In front of him in the disgruntled queue of inter-county managers about Gaelic football pundits this season is Kevin Walsh, who has since stepped down from Sligo, and Armagh’s Paul Grimley.
While Walsh and Grimley’s exceptions with Eamonn O’Hara and Joe Brolly were laid out by both men, the Kildare boss’ condemnation was more cryptic and, at the same time, cutting.
“I played with a few of these boys and these fellas were cowards when they were playing and they are cowards now when they tear these fellas apart,” he told local radio station KFM after exiting the Championship on Saturday.
Dara Ó Cinnéide, of this parish and formerly of The Sunday Game, understood McGeeney’s comments but also appreciated it was borne out of frustration after losing to Tyrone.
The Kerryman has nothing but admiration for the Kildare manager but sees the story from both sides.
“McGeeney called a few lads cowards. From his point of view, yeah, you can totally understand why he would call them that because they’re sitting back and they might not have managed inter-county teams.
“If you’re an outside manager you’re going to be under pressure from the word ‘go’.
“He’s put his balls on the line the last six years and it hasn’t worked out and I’m sure it’s very frustrating for him to be listening to fellas in a studio getting a nice appearance fee and spouting off.
“I’d like to think it’s more than spouting off; I’d defend the pundits in that regard. I’d like to think a lot of them are well informed.”
In one way, McGeeney contradicted himself in his remarks when he said: “The naysayers and the people who are there for entertainment, you just ignore them and get on with it.”
If he was able to do that he wouldn’t have had cause to say what he said.
But his ‘entertainment’ observation is an interesting one and one which Ó Cinnéide has seen first hand.
“From a television point of view and the producers behind these programmes, they’re looking for a balance between entertainment and analytical punditry. I might have been accused in the past of being too unentertaining or too practical or too analytical. It’s about striking a balance.
“Obviously, there are obvious candidates for the entertainment element of that but I think if you spoke to those lads themselves they’d probably say that’s what they’re in it for.
“I was on The Sunday Game for five years and I always tried to do something different.
“You’re be at the game, you come home and see The Sunday Game and what I tried to do was give them something they mightn’t have actually seen in the game.
“I was never interested in entertaining — I thought the information was entertainment enough. But TV producers will tell you there has to be a blend. You can’t just be a dull, dour person.”
He had discussed punditry, or “funditry” as Joe Brolly calls it, at length with the Derryman and can understand his take on it.

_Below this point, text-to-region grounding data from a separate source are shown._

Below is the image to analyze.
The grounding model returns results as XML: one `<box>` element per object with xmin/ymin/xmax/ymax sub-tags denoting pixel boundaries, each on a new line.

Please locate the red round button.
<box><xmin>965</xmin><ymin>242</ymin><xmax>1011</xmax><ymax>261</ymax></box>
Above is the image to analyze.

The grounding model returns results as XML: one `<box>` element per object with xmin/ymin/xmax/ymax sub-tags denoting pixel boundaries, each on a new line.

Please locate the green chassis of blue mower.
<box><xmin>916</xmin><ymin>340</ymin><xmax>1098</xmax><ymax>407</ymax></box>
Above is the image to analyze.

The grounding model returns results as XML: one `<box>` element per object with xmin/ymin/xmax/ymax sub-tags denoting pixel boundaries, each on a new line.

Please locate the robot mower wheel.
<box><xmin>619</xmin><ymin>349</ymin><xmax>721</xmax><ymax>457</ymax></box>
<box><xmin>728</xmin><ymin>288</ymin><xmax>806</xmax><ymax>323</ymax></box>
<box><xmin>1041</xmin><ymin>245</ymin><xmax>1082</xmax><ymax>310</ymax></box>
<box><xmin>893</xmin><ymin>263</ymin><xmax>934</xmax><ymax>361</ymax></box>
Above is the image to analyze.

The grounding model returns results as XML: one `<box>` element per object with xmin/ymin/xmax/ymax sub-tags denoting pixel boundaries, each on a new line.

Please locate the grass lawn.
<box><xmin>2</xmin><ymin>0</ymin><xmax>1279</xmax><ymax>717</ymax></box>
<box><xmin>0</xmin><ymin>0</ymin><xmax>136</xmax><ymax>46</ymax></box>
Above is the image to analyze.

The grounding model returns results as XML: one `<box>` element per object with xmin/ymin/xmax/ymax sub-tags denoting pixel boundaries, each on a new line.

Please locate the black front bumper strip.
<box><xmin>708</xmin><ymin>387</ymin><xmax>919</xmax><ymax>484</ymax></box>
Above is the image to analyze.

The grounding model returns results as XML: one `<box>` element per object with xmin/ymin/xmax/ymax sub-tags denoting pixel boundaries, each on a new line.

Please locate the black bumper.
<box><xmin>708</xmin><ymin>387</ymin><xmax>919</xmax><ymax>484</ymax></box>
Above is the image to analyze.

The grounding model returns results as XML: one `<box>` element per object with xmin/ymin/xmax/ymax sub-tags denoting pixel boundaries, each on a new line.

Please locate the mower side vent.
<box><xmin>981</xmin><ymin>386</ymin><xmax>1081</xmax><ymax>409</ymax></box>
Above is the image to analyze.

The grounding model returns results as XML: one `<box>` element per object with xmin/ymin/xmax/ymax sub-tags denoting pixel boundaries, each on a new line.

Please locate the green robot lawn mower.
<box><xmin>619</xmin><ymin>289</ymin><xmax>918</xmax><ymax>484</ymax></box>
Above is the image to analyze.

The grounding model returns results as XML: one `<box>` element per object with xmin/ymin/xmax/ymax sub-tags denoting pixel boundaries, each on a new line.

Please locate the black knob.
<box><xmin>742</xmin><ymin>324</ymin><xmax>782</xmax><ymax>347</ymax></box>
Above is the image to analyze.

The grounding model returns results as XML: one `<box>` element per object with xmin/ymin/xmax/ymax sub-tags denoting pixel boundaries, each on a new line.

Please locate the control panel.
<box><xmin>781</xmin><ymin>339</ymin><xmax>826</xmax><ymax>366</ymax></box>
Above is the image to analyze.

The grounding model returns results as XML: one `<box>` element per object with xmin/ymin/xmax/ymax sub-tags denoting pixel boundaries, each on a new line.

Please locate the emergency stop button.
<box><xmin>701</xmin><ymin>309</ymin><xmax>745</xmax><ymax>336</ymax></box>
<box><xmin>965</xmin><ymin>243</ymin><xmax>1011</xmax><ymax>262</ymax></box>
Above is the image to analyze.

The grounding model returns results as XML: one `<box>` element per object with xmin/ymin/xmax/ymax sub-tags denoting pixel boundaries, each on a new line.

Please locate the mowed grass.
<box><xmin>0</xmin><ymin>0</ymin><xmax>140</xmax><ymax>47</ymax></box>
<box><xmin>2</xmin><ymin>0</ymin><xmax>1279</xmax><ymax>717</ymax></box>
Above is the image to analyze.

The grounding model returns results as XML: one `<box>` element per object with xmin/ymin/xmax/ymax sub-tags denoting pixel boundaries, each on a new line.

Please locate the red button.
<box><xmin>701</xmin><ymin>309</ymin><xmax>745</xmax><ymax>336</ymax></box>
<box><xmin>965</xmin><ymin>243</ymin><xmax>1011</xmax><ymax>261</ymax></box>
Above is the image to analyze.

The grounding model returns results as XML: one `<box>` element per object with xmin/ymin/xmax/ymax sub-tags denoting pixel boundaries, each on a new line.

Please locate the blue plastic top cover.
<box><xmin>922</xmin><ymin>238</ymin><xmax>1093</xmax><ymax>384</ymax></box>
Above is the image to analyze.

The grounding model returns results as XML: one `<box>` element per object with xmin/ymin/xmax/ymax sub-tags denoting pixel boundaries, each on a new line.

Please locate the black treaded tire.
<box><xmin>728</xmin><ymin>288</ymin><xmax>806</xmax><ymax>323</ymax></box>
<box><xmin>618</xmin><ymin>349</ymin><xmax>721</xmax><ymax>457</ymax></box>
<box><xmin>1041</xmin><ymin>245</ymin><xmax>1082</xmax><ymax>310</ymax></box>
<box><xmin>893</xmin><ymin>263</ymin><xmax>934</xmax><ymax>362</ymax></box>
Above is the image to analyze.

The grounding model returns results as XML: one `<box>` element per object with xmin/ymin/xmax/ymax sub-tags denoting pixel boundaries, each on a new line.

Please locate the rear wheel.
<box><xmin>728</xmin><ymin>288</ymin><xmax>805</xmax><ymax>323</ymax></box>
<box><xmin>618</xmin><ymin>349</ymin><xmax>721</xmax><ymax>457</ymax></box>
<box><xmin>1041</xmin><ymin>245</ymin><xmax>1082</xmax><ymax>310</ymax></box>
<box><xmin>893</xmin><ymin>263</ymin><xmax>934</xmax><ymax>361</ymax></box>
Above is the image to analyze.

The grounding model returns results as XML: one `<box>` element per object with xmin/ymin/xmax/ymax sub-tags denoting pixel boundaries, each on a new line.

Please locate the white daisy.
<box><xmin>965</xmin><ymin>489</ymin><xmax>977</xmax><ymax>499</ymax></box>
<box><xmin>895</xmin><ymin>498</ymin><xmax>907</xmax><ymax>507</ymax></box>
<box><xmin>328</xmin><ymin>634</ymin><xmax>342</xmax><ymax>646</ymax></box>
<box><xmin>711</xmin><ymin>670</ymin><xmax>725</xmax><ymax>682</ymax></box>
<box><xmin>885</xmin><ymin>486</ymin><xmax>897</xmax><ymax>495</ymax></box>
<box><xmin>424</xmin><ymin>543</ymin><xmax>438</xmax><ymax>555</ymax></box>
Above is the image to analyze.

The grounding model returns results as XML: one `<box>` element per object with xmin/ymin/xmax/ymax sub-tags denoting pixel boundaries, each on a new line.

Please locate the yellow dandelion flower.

“Some of the pundits see it as their brief to entertain as well. Some of them would have an opinion that it has to be fun as well and I would agree with that. The public like to be entertained.
“I would have chatted to Brolly about it. He said in an interview he needed to get his kicks too. I’m sure he gets awful lot of stick himself around the place. He’s a good GAA man as well. Ask anybody around the country and he does an awful lot for clubs.”
McGeeney made it clear he accepts constructive criticism: “You have good people out there too. They will analyse the game and they will see the sloppiness. You have to take that sort of thing on the chin. That’s good analysis of a game.”
Ó Cinnéide takes his work serious enough to abide by that viewpoint. “I knew so many of the Kerry lads and try to distance myself from that past life and try to make sure there is a good gulf between me and the lads who are currently playing because you owe it to the person buying the paper or paying the TV licence to be as objective as you can.
“Punditry has its own different challenges. It’s something I enjoy but find very difficult at times. I’m seven or eight years gone from the game and it’s still very hard to keep pace with it and see what’s happening and what direction the game is taking.”